Dans le royaume du Nord c’est le choix de Baal qui est fait, ce qui a des conséquences, quant à la conception de la divinité. Yahvé est d’abord le Dieu de l’expérience nomade austère du désert du Sinaï (1 R 19), alors que Baal est celui de la pluie, nécessaire aux agriculteurs, mais avec un espoir d’abondance. De plus les traditions sur Baal, mentionnent sa soumission à la mort et aux ténèbres, au moins une partie de l’année[13], alors que Yahvé est le Dieu de la vie et de la lumière, voire du feu[14]. Dans le royaume du Nord, en 1 R 16,32, il est dit que Achab y introduit le culte de Baal. En réplique, au nom de Yahvé, Élie affirme qu’il n’y aura ni rosée ni pluie, durant quelques années (1 R 17,1)[15]. Ce point correspond à la remise en cause du pouvoir de Baal. C’est Yahvé le Dieu de la rosée et de la pluie, particulièrement selon la doctrine deutéronomiste (Dt 32,2-3). En 1 R 17,4-6[16], le pain et la viande apportés par les corbeaux à Élie, rappellent la nourriture du désert (Ex 16 ; Nb 11,31 ; Ps 105,40). En 1 R 17,7-16, Élie va à Sarepta de Sidon, donc en territoire de Baal. Au nom de Yahvé il assure à une veuve et à son fils le pain et l’huile, c’est-à-dire que Yahvé se substitue au rôle défaillant de Baal[17]. Il ressuscite même le fils de la veuve (1 R 17,17-24), alors que Baal est lui-même cycliquement vaincu par Mot, le dieu de la mort[18]. En 1 R 18 la victoire cultuelle de Yahvé face à Baal (18,20-40) voulue par Élie (18,1-19), permet le retour de la pluie (18,41-46, cf. 18,1) qui ne peut plus être attribuée qu’à Yahvé. L’usage du verbe psḥ en 1 R 18,21.26 (pour décrire l’agitation devant Baal !) fait allusion à la célébration de la Pâque en Ex 12,13.23.27. Le verbe psḥ n’apparaît pas par ailleurs dans les livres des Rois ; toutefois le substantif est présent en 2 R 23,21.22.23, en référence à la Pâque de Josias qui, selon le texte, n’avait pas été célébrée de cette manière depuis le temps des Juges (2 R 23,22). Ce point est conforme à l’influence de la doctrine de Deutéronome sur les livres des Rois avec le rejet de Baal en 1 R 18.
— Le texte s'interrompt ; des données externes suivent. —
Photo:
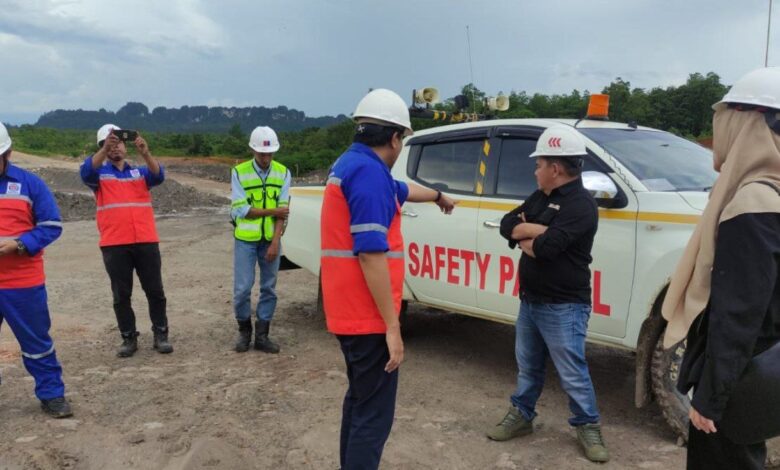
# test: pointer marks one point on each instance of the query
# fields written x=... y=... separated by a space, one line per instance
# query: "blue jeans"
x=245 y=256
x=557 y=331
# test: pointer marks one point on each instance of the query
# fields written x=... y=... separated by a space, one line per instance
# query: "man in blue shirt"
x=363 y=270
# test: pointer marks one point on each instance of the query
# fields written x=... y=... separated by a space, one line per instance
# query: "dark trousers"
x=369 y=405
x=120 y=262
x=717 y=452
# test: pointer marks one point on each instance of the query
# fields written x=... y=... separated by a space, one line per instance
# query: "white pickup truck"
x=651 y=187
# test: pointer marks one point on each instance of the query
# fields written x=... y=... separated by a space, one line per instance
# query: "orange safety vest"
x=349 y=306
x=124 y=211
x=16 y=218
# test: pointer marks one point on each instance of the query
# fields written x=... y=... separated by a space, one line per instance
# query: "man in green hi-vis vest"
x=260 y=199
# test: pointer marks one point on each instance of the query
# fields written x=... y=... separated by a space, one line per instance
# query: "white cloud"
x=321 y=56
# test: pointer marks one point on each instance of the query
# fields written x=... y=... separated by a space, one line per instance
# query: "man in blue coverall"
x=29 y=221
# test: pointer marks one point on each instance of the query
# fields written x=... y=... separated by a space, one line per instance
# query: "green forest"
x=684 y=110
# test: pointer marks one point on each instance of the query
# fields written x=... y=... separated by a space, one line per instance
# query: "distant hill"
x=186 y=119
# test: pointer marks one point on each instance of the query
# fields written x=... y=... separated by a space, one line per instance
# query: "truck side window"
x=516 y=169
x=450 y=166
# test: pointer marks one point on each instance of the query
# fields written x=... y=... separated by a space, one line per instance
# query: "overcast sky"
x=321 y=56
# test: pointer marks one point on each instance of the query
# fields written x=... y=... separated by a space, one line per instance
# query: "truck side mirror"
x=602 y=188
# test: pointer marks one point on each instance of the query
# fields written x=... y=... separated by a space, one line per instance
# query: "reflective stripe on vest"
x=17 y=218
x=349 y=306
x=124 y=211
x=261 y=194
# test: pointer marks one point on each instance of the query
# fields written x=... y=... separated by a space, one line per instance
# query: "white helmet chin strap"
x=5 y=156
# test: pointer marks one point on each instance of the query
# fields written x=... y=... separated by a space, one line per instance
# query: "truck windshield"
x=662 y=161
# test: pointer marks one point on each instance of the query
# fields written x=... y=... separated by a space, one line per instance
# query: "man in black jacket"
x=555 y=228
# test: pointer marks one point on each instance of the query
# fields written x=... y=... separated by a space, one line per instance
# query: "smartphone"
x=125 y=134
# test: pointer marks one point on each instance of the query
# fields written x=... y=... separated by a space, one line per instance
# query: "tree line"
x=684 y=110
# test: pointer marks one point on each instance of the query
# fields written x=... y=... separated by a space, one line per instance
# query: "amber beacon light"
x=598 y=107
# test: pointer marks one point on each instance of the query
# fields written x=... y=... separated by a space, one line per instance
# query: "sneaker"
x=57 y=408
x=513 y=425
x=592 y=442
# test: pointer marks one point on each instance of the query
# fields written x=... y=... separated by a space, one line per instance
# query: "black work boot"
x=57 y=408
x=129 y=344
x=262 y=343
x=244 y=335
x=161 y=343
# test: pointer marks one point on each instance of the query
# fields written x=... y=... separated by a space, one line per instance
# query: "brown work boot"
x=513 y=425
x=262 y=342
x=592 y=442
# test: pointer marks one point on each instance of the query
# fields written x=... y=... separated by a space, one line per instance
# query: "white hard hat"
x=383 y=107
x=5 y=139
x=560 y=141
x=760 y=87
x=104 y=130
x=264 y=140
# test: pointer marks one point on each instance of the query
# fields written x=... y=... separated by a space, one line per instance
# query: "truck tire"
x=674 y=405
x=664 y=371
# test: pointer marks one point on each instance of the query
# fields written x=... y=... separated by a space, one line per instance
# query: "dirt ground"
x=205 y=406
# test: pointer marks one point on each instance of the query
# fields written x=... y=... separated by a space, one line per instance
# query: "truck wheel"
x=675 y=406
x=664 y=371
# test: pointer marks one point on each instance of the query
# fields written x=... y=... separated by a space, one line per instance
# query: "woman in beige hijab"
x=725 y=293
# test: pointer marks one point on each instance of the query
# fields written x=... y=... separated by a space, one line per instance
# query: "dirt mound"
x=77 y=203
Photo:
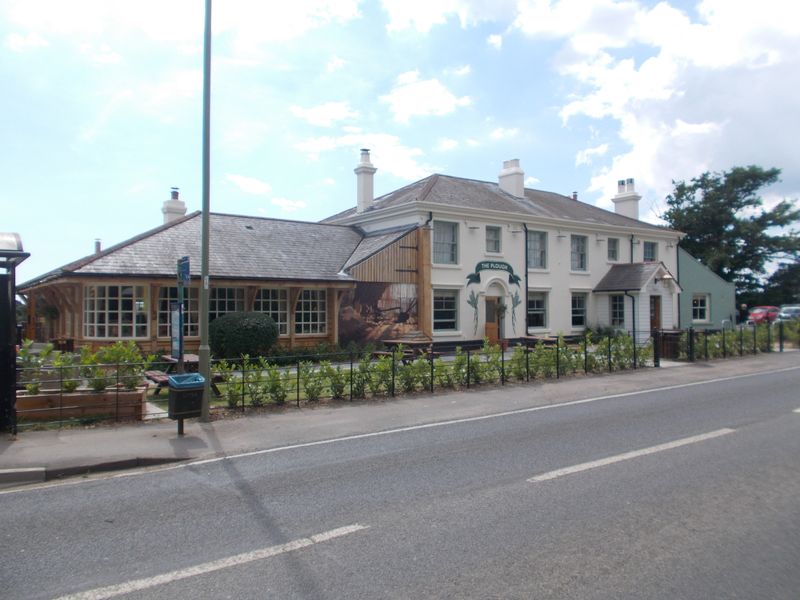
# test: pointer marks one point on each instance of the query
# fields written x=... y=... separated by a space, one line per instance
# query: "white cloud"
x=334 y=64
x=326 y=114
x=16 y=42
x=387 y=152
x=250 y=185
x=422 y=15
x=503 y=133
x=288 y=205
x=412 y=97
x=584 y=157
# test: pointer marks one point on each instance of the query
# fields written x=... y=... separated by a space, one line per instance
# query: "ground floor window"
x=311 y=313
x=222 y=301
x=537 y=309
x=445 y=310
x=579 y=310
x=617 y=307
x=700 y=308
x=115 y=311
x=275 y=303
x=191 y=311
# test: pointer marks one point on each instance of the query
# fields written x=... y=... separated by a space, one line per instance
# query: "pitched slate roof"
x=470 y=193
x=628 y=277
x=240 y=248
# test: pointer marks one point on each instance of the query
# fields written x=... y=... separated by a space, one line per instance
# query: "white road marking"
x=209 y=567
x=361 y=436
x=629 y=455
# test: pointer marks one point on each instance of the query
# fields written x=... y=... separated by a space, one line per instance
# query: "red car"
x=761 y=314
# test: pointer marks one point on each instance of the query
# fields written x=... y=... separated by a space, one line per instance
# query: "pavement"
x=37 y=456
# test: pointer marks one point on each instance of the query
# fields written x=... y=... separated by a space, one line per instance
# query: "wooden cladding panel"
x=397 y=263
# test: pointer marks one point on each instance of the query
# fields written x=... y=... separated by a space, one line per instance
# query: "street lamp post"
x=204 y=351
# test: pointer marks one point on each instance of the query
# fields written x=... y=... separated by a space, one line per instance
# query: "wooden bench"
x=160 y=378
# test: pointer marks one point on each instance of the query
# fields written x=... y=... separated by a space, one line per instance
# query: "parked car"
x=790 y=312
x=763 y=314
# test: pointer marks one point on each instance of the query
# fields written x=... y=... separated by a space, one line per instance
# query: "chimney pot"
x=365 y=175
x=512 y=178
x=174 y=208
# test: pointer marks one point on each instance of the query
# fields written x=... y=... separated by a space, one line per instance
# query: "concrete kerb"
x=67 y=453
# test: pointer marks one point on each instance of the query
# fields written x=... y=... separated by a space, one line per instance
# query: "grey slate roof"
x=374 y=242
x=628 y=277
x=240 y=248
x=469 y=193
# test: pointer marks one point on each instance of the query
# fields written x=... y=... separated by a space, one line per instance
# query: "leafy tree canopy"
x=727 y=227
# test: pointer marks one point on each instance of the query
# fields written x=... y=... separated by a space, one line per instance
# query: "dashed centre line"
x=209 y=567
x=629 y=455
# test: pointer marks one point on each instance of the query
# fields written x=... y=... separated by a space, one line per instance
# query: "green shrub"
x=337 y=379
x=236 y=334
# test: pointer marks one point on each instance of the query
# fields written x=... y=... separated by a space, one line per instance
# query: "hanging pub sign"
x=491 y=265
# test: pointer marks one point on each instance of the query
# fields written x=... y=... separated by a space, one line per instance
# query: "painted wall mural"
x=378 y=311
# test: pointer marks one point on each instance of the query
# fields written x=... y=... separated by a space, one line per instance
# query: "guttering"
x=525 y=229
x=633 y=316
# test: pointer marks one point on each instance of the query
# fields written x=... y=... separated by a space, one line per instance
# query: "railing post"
x=502 y=366
x=558 y=357
x=430 y=357
x=585 y=353
x=741 y=340
x=394 y=368
x=724 y=349
x=468 y=368
x=656 y=348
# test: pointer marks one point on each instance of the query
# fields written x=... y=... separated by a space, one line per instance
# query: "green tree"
x=727 y=227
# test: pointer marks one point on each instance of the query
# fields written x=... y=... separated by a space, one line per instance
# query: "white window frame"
x=494 y=245
x=654 y=247
x=613 y=256
x=450 y=295
x=581 y=311
x=191 y=311
x=311 y=313
x=538 y=310
x=109 y=313
x=705 y=308
x=445 y=243
x=616 y=314
x=224 y=300
x=275 y=303
x=578 y=253
x=537 y=249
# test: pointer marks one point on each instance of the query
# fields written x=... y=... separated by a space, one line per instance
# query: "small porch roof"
x=630 y=277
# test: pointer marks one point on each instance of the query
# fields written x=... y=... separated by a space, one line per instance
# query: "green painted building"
x=707 y=301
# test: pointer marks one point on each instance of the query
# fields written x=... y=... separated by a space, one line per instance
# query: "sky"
x=101 y=104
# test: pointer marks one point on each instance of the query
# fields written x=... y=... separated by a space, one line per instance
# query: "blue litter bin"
x=185 y=395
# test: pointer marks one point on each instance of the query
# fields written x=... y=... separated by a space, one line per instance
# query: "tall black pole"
x=204 y=352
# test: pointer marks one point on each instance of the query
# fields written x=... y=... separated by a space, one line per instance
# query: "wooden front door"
x=492 y=320
x=655 y=313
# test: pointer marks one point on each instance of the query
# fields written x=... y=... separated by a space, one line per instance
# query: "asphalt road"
x=688 y=492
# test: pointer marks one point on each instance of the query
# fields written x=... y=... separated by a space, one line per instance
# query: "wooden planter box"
x=54 y=406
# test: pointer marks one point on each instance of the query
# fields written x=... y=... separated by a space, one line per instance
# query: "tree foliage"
x=728 y=228
x=242 y=333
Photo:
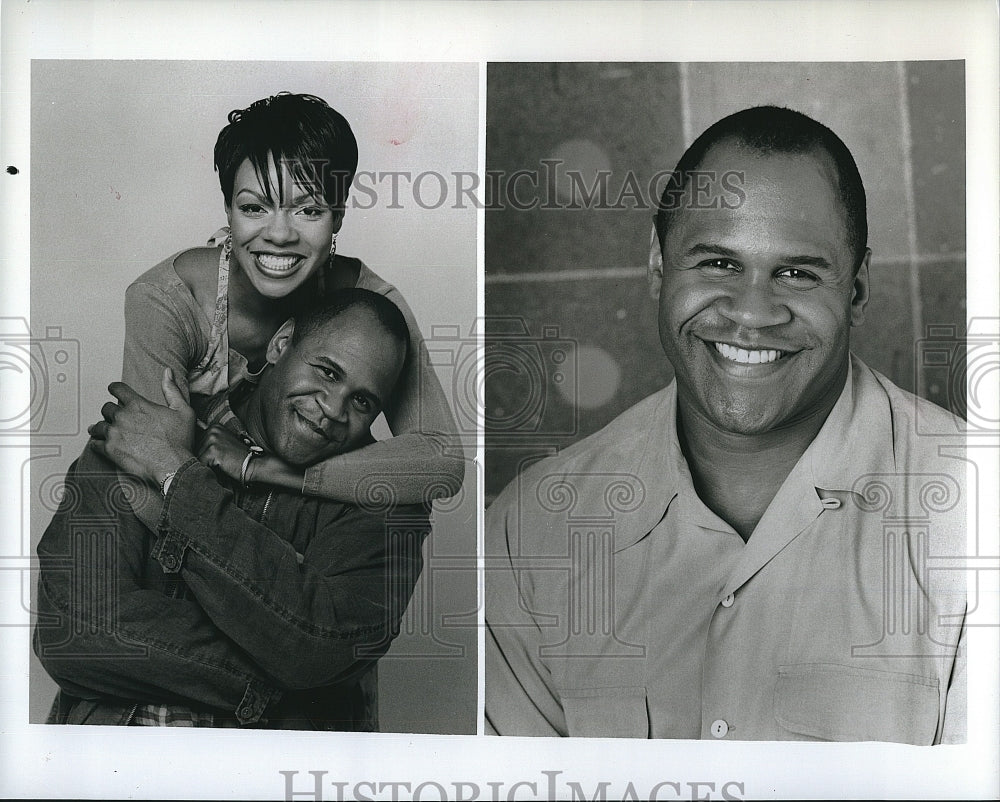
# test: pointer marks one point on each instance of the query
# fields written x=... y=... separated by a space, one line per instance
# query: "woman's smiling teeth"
x=745 y=357
x=277 y=264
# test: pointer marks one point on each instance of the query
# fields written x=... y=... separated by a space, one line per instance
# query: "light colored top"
x=619 y=605
x=166 y=327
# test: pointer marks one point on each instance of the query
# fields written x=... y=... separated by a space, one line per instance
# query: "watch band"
x=255 y=451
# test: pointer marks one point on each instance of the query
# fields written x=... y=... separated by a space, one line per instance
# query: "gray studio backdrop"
x=121 y=177
x=573 y=337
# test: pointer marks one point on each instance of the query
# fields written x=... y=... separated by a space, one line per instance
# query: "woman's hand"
x=223 y=450
x=140 y=437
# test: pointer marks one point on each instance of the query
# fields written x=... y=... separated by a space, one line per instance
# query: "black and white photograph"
x=232 y=547
x=722 y=294
x=576 y=399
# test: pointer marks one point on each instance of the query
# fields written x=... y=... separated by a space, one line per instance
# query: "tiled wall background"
x=568 y=285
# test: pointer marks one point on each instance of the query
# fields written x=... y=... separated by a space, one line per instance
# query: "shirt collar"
x=854 y=441
x=856 y=438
Mais Yahvé ne doit pas être identifié à Baal, même s’il revendique les pouvoirs de Baal (Ps 29). Il reste premièrement le Dieu des nomades, immigrés du Sinaï, comme le souligne le récit du retour d’Élie à l’Horeb en 1 R 19[19], où Yahvé ne se révèle pas dans le tintamarre, mais dans la brise légère (qwl dmmh[20]) (1 R 19,12-13). En 1 R 18,21, Élie se réfère à la religion ancestrale austère de Yahvé en contradiction avec le caractère luxuriant de la religion de Baal[21]. En 1 R 19,9.13, la mention de la grotte (hm‘rh), avec l’article défini, doit faire allusion à la « fente du rocher » (bnqrt hṣwr) d’Ex 33,22, où Yahvé cache Moïse quand il fait passer sa gloire[22].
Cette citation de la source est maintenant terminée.